Writing software requirements is hard! There’s no formulaic approach to it, and yet clarity is essential. High-quality requirements begin with proper grammar and spelling, well-constructed sentences, and a logical organization.
This article presents numerous style guidelines to keep in mind when writing functional requirements. However, I’m not a fan of arbitrary writing rules. Some I’ve heard are:
- A requirement may not contain the word and. And indicates the presence of two requirements, which must be separated.
- A requirement may not contain more than one sentence.
- A requirement may not contain more than 22 words.
Such simplistic rules are intended to help business analysts (BAs) write good requirements, but too often they aren’t good advice.
As you write your requirements, always remember your key objective: clear and effective communication among the project stakeholders.
I Shall Call This a Requirement
Shall is the traditional keyword for identifying a functional requirement. Functional requirements describe behaviors the system shall exhibit under certain circumstances or actions the system shall let the user take.
Some people object to the use of shall because it feels stilted. It’s not the way people normally talk, at least not outside English period-piece movies. True — but so what? Using a distinctive word like shall clearly distinguishes a requirement from other information in a specification.
Too many requirements documents use a random mix of verbs: shall, must, will, should, could, would, is recommended, is desirable, is requested, can, may, and might. People use many of these words interchangeably in casual conversation. The listener relies on context and the chance to ask for clarification to understand the speaker’s point. But this can become confusing in a document.
The reader is left to wonder if there’s a subtle but important distinction between these various keywords. Does must carry some different connotation than can? Does might (which conveys a sense of possibility in normal dialog) mean the same thing as may (which conveys a sense of permission)? I’ve also heard of conventions in which shall identifies a requirement, will indicates a design statement, and must signifies a constraint. That makes me nervous.
My preference is to use shall to identify functional requirements as a rule. It’s a well-established convention in requirements development.
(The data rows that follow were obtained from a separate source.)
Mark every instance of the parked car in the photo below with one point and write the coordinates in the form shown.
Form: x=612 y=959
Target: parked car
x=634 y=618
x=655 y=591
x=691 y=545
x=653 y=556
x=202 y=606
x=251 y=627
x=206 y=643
Perhaps you prefer must over shall, but avoid should, may, might, and similar words that don’t make it clear whether the statement really is a requirement. You might try replacing should with probably won’t and see if that’s all right with the customer. It probably won’t be.
Some organizations use shall to indicate a required function required, should to mean the function is desired, and may to indicate the function being described is optional. This combines two concepts: the statement of intended functionality and the relative priority of that functionality. The priority information is being communicated using words that, again, have similar meaning in everyday conversation. You have to trust that all readers will understand the priority implied by these words in the same way.
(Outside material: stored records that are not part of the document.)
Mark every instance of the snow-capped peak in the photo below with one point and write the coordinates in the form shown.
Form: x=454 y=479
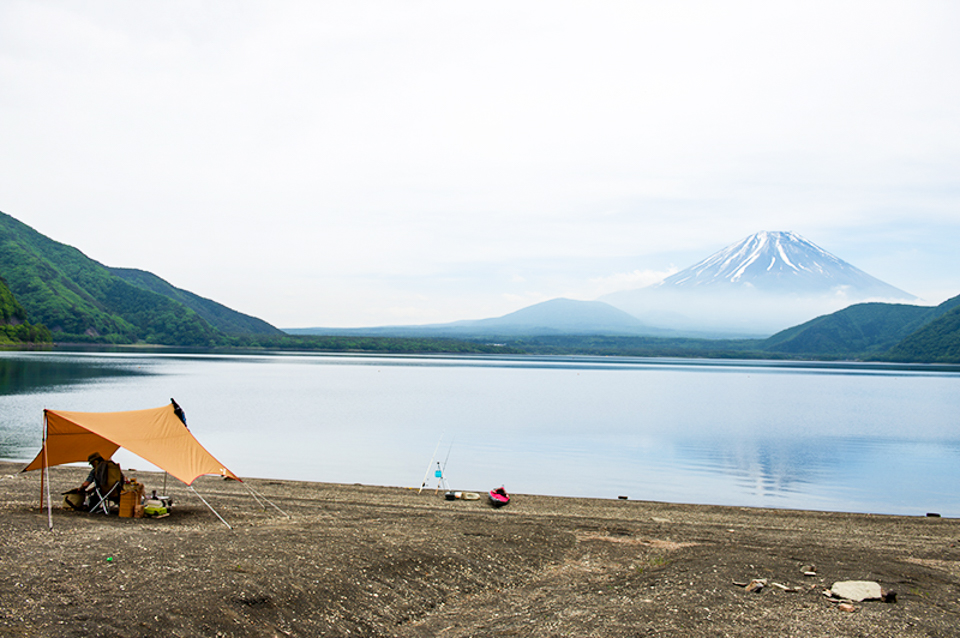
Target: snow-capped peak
x=779 y=262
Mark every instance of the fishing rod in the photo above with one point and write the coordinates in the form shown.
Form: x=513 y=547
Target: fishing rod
x=430 y=464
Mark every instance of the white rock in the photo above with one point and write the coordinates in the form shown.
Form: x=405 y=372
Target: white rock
x=857 y=590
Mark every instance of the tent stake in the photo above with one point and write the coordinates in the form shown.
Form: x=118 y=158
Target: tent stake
x=210 y=506
x=256 y=495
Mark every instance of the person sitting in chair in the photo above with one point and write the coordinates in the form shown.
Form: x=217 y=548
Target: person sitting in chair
x=106 y=476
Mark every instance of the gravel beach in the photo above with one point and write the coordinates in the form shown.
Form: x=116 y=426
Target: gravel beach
x=357 y=560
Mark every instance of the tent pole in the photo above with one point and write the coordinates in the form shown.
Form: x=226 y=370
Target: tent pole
x=45 y=472
x=208 y=505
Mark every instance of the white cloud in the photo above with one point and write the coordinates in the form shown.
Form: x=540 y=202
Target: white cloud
x=334 y=163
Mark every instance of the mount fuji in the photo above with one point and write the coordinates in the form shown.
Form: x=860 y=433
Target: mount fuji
x=766 y=282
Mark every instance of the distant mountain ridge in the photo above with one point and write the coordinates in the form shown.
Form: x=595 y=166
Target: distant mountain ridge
x=556 y=316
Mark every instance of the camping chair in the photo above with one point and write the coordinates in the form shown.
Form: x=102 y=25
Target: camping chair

Instead of using the shall–should–may convention to communicate priority, I’d rather see three requirements in the form:
“The system shall … [Priority = High].”
“The system shall … [Priority = Medium].”
“The system shall … [Priority = Low].”
System Perspective or User Perspective?
Some people believe requirements ought to describe only the system’s behavior, because “the system” is what you create when you implement all the functional requirements. However, I think it’s appropriate to write functional requirements from either the system’s perspective or the user’s perspective. Use whichever structure offers the clearest communication in a given situation. Remember, that’s our prime directive.
Requirements written from the system’s perspective conform to this general structure:
Conditions: “When [some conditions are true]…”
Result: “… the system shall [do something]”
Qualifier: “…[response time goal or quality objective].”
The conditions part of the requirement could identify an event that triggers the system to respond in some way:
“When the Patron indicates that he does not wish to order any more food items, the system shall display all food items ordered, the individual food item prices, and the total payment amount within 1 second.”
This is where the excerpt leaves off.